These internal factors are summarized in Table 14. It should be noted that all of the perceptual measures found in the second and third groupings in Table 14 use multi-item constructs; these will be presented in "Operational Measures for Internal and External Adoption Factors."

Table 14. Summarizing the different dimensions of the internal factors.
I: Firm's past experienceII: Firm's characteristicsIII: Firm's pursued strategy

Time since first acquisition

Number of technologies or applications adopted

Types of technologies or applications adopted

Current level of assimilation and integration of technologies

Percentage by class of personnel familiar with the technologies

Availability of financial resources

Centralization

Formalization

Technocratization

Size

Strategic orientation:

Aggressive
Analytic
Defensive
Futuristic
Proactive
Risky

Technological policy

Technological awareness

Technological scanning

External factors

External factors are conditions that exist in a firm's external environment and may affect its technology-adoption decisions. These factors can be found at the industry level, in the macroeconomic environment, or in national policies.

Industry level

At the industry level, we are looking at characteristics such as the degree of diffusion of certain technologies, the availability of external know-how (for example, technology suppliers), the degree of innovativeness of the industry, the requirements imposed by major customers and external markets, and overall levels of competition and technological sophistication in the industry.

Macroeconomic environment

Regarding the macroeconomic environment, the concern is more with the availability of certain conditions such as capital and qualified human resources, as well as issues related to the general characteristics of the work force and the type and quality of industrial relations.

National policies

When considering national policies, we must look for actions that may ultimately affect technology adoption in a nation. These actions may come as a result of national policies implemented by the host nations — for example, tax policies, such as investment tax credits aimed at making adoption easier or more accessible to certain groups of firms; or trade agreements between nations, such as the North American Free Trade Agreement (NAFTA), which modify the competitive environment and force firms to react to new market conditions. The actions may also be the result of social programs that favour technical education in schools, colleges, and universities. In some countries, such as the United States, defence procurement practices have a significant impact on the technology-adoption practices of the firms that want to do business with government agencies such as the US Department of Defense. Finally, societal values (which can be partially altered by national policies) and cultural effects have a definite influence on the adoption of IT applications. This remains an underinvestigated field of research, and most efforts to date have been limited to the study of cultural differences between Asiatic and Western, English-speaking cultures (for example, Straub 1994). Societal values and culture remain diffuse concepts, and we propose to control for these concepts by simply taking into account the country in which adoption is studied.

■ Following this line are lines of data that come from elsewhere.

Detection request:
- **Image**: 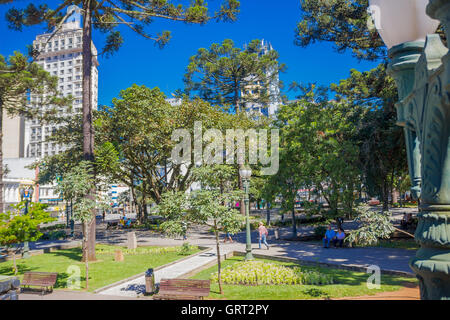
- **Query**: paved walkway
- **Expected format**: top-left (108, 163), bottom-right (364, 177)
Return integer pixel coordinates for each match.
top-left (98, 249), bottom-right (234, 298)
top-left (2, 216), bottom-right (415, 300)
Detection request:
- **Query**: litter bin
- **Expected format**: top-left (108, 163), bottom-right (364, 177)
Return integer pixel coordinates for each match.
top-left (145, 269), bottom-right (155, 294)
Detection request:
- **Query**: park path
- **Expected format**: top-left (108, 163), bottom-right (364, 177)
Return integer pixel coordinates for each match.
top-left (5, 215), bottom-right (415, 299)
top-left (97, 248), bottom-right (236, 298)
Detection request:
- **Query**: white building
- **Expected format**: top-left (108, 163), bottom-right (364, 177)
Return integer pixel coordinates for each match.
top-left (24, 6), bottom-right (98, 158)
top-left (3, 158), bottom-right (39, 210)
top-left (241, 39), bottom-right (282, 117)
top-left (3, 6), bottom-right (98, 208)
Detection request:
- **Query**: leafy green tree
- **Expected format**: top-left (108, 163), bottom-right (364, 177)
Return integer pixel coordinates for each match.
top-left (97, 85), bottom-right (243, 219)
top-left (0, 52), bottom-right (68, 212)
top-left (273, 86), bottom-right (360, 229)
top-left (332, 64), bottom-right (407, 211)
top-left (0, 0), bottom-right (240, 259)
top-left (345, 206), bottom-right (394, 246)
top-left (295, 0), bottom-right (387, 60)
top-left (158, 165), bottom-right (244, 294)
top-left (0, 202), bottom-right (56, 274)
top-left (184, 39), bottom-right (285, 215)
top-left (56, 161), bottom-right (108, 282)
top-left (184, 39), bottom-right (285, 113)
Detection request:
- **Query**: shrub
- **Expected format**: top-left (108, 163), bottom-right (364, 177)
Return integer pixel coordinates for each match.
top-left (180, 242), bottom-right (193, 256)
top-left (345, 206), bottom-right (394, 246)
top-left (41, 230), bottom-right (66, 240)
top-left (314, 226), bottom-right (327, 239)
top-left (211, 261), bottom-right (333, 285)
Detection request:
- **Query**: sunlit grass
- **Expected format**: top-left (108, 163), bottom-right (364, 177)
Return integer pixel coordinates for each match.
top-left (0, 244), bottom-right (200, 291)
top-left (192, 257), bottom-right (417, 300)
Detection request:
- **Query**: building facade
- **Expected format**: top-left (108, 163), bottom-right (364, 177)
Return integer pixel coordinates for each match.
top-left (24, 6), bottom-right (98, 158)
top-left (3, 6), bottom-right (99, 207)
top-left (241, 39), bottom-right (282, 117)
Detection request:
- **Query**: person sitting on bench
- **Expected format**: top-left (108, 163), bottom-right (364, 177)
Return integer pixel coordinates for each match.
top-left (333, 228), bottom-right (345, 248)
top-left (323, 225), bottom-right (336, 248)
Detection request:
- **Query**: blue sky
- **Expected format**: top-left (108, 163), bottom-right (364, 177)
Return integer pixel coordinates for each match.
top-left (0, 0), bottom-right (376, 105)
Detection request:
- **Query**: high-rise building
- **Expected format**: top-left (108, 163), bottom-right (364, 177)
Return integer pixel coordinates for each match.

Bearing in mind our three levels of intervention, we summarized these considerations in Table 15.

Table 15. Summarizing the different dimensions of the external factors.
I: Industry characteristicsII: Macroeconomic environmentIII: National policies

Overall competition

Type of competitors
Number of competitor
Proximity of competitors

Characteristics of demand

Type of customers
Number of customers
Location of customers
Sophistication of demand
Requirements imposed by major customers

Degree of diffusion of technologies 

By technology
By type of competitor

Availability of external know-how from 

Government agencies
Institutes
Technology suppliers–vendors
Trade associations

Availability of capital

Availability of qualified human resources

Quality of industrial relations

Inflation

Business cycle

Trade policies (free trade)

Industry regulation

Government buying practices

Defence procurement practices

Technology-adoption tax credits

Corporate taxation

Human-resource training policies and programs

Adoption factors in the specific context of SMEs

Are adoption factors in SMEs similar to the ones that affect larger firms? In general, this seems to be the case, but the relative importance and emphasis assigned to these factors differ. For example, SMEs depend more heavily on external technological know-how. Table 16 offers a summary of some empirical studies of adoption–diffusion of IT applications carried out in SMEs.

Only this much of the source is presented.